O tempo rasteja, caminha, dança e voa, não necessariamente por esta ordem, num frenesim desenfreado e enigmático. Andei décadas “aos papéis”, a tentar adivinhar como e quando, e só agora percebo que ele passa, na velocidade certa, em todas as fases da nossa vida. Quando somos muito jovens, cada dia parece uma eternidade. A ansiedade em ser adulto é tão grande que às vezes nos consome. “Quero crescer. Quero crescer depressa.” E a vida faz-nos a vontade. Chegados a adultos, percebemos que tudo mudou: a nossa percepção do tempo, as expectativas, os sonhos que nos dilaceram, as dores que nos libertam. Tudo. Se tivermos sorte - eu tive - apaixonamo-nos por alguém que nos enche as medidas e nos devolve, numa simbiose perfeita, o sonho de uma vida em comum. Todavia, por mais que alguém se projecte no futuro, dificilmente consegue imaginar o seu aspecto, as suas vivências, na idade maior. Fiz esse “exercício” várias vezes mas, ainda agora, tenho dias em que acordo de manhã e me olho no espelho, e não reconheço aquela velhice na pele. Não sou eu ali reflectido, mas sim aquele rapaz de pouco mais de três décadas, tão vívido na minha memória, que vivia à boleia de um tempo que nunca foi seu.
A idade maior instalou-se, juro que não dei por nada. Equacionei tanta coisa para mim nesta etapa, menos estar só ou sentir-me, cada vez mais, frágil e assustado. Descobri, por exemplo, que não gosto dos dias negros e chuvosos. Quando acordo, abro a janela e a casa permanece na escuridão, vejo a morte na penumbra. Nesses malditos dias escuros, sinto-a junto a mim e morro de medo de que não seja apenas uma visita, e ela não queira regressar sozinha.

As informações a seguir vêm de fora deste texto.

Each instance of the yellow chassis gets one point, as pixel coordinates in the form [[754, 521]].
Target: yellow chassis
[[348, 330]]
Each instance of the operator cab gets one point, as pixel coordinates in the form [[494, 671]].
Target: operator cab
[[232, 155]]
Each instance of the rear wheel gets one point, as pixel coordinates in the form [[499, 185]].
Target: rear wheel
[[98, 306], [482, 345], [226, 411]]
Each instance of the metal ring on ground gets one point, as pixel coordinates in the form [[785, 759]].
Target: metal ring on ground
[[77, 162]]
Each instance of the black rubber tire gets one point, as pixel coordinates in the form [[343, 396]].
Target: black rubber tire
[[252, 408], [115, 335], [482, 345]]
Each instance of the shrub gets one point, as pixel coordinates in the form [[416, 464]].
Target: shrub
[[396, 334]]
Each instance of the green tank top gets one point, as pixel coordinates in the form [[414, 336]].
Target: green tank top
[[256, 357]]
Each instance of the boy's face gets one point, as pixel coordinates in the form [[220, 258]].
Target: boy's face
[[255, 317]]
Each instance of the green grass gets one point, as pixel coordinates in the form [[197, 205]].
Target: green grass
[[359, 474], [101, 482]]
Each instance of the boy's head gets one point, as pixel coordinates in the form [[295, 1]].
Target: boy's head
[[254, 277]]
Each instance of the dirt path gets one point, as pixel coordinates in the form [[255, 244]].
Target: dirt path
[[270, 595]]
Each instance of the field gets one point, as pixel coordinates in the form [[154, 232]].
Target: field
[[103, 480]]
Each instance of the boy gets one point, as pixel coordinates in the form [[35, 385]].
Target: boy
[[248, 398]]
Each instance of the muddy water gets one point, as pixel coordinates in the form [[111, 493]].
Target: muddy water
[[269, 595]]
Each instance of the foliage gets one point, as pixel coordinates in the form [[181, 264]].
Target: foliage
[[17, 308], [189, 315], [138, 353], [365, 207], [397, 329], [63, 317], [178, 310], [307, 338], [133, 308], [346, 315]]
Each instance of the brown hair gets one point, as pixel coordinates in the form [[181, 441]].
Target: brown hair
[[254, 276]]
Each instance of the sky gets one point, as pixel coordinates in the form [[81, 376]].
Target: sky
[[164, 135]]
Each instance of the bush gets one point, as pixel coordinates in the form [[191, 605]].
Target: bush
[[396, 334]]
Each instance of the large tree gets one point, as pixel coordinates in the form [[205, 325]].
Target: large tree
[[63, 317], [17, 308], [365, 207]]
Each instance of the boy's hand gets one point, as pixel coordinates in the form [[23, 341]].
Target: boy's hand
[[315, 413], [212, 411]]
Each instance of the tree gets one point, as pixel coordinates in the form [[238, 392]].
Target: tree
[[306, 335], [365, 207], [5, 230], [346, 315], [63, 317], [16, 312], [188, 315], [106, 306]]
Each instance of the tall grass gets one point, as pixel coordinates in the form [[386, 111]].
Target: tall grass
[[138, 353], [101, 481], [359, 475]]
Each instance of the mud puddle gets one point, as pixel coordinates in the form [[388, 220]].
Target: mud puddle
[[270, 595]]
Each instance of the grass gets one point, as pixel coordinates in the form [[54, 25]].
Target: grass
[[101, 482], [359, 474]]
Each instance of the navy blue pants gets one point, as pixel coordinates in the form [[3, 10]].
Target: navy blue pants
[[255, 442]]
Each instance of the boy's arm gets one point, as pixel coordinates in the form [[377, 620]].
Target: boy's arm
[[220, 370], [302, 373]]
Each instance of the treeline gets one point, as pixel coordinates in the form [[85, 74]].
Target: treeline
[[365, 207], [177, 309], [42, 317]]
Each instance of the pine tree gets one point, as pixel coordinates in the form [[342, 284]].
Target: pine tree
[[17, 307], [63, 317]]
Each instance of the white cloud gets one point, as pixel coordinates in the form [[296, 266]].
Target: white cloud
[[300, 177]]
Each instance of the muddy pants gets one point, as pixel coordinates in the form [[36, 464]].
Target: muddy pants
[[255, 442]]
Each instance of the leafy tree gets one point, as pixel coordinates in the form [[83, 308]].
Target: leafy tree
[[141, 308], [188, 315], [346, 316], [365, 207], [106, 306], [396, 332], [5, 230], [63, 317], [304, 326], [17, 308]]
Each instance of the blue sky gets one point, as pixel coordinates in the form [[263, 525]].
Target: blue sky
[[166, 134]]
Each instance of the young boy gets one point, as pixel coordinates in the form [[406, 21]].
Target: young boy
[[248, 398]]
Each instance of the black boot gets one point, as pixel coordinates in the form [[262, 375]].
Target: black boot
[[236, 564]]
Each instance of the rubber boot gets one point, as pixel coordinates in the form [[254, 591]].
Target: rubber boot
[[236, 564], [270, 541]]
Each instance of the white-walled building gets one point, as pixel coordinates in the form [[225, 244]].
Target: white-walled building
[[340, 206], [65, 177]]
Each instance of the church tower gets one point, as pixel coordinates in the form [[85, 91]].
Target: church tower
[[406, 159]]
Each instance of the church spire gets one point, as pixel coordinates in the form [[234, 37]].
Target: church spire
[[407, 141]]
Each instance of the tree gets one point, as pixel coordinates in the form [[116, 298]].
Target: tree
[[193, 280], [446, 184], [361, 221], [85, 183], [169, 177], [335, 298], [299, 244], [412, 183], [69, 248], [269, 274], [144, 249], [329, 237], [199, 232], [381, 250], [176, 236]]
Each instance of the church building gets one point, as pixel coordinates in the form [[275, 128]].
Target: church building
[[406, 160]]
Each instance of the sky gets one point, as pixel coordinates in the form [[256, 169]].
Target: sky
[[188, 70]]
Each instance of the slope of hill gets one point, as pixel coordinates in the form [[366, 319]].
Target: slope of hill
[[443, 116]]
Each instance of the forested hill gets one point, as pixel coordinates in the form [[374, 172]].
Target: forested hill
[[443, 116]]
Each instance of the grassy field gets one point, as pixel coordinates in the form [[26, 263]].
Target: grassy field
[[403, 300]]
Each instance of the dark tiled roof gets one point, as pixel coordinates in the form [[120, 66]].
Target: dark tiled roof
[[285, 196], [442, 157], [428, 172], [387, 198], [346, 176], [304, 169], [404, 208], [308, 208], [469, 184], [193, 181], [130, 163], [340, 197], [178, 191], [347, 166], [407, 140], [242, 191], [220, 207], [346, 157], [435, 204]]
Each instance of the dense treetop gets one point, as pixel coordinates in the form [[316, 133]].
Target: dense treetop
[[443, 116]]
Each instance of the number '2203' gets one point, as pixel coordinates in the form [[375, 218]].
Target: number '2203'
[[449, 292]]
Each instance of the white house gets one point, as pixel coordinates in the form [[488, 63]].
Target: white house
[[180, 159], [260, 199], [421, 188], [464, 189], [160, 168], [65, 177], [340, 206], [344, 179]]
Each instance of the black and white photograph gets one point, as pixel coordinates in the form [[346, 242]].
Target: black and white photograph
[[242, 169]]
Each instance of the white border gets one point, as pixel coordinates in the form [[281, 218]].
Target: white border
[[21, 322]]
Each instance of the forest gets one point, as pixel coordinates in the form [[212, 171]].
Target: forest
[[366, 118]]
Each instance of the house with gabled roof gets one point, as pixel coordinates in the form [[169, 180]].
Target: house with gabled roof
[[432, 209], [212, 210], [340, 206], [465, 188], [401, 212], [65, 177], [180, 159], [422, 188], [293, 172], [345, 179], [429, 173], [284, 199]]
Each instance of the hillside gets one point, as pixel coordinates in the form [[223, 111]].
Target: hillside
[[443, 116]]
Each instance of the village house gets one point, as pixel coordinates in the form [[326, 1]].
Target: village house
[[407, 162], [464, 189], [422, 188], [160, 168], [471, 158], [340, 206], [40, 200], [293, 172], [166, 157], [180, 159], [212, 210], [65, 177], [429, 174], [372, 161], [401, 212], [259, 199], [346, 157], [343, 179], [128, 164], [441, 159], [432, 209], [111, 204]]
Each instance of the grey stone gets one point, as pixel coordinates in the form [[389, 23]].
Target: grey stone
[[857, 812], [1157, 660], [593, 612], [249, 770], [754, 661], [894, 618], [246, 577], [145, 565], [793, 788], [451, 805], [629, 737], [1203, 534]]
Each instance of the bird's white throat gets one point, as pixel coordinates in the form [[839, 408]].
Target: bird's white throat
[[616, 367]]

Então, ainda que chova, faça frio ou me doam coisas no meu corpo que eu nem precisava de saber que existem, forço-me a sair de casa. Misturo-me com a multidão, esperando assim ludibriar a morte e prolongar a minha estadia. Não gosto da solidão, lido muito mal com a falta da minha “metade” de uma vida inteira mas, ainda assim, não me leves a mal, não tenho pressa em te seguir. Muitas vezes te chorei na praia, quando a saudade já não cabia dentro de mim. Gosto de chorar junto ao mar porque só aí as minhas lágrimas parecem pequenas… Mas hoje não quero chorar. Hoje o dia dói.
Hoje está um desses dias negros e pesados. Estou particularmente melancólico. Saí de casa e entrei num autocarro onde, abrigado da chuva, pude ver e ouvir gente. Ao meu lado, sentou-se uma jovem que me sorriu. Não sei por que razão lhe disse o que sentia… Talvez o sorriso dela tenha desvanecido a minha angústia reprimida, tornando-a tão leve que me saiu pela boca. Confessei-lhe, baixinho, que nestes dias sentia a morte presente e que ansiava pelo sol, para alumiar a escuridão. Ela olhou-me nos olhos e disse-me que a morte caminhava com todos nós: novos, menos novos, ricos e pobres, homens e mulheres, desde que nascíamos. E que nos levava, indiscriminadamente, quando nos saía o bilhete premiado. Não consegui deixar de sorrir e, quando me retribuiu o sorriso, senti que havia mais sol sobre mim.
Regressei a casa, ainda chovia. Assim que entrei, lá estava ela na penumbra. Não senti frio, não tive medo. Disse-lhe: “Ah velhaca, hoje não é o meu dia, não tenho o número premiado. Volta amanhã.”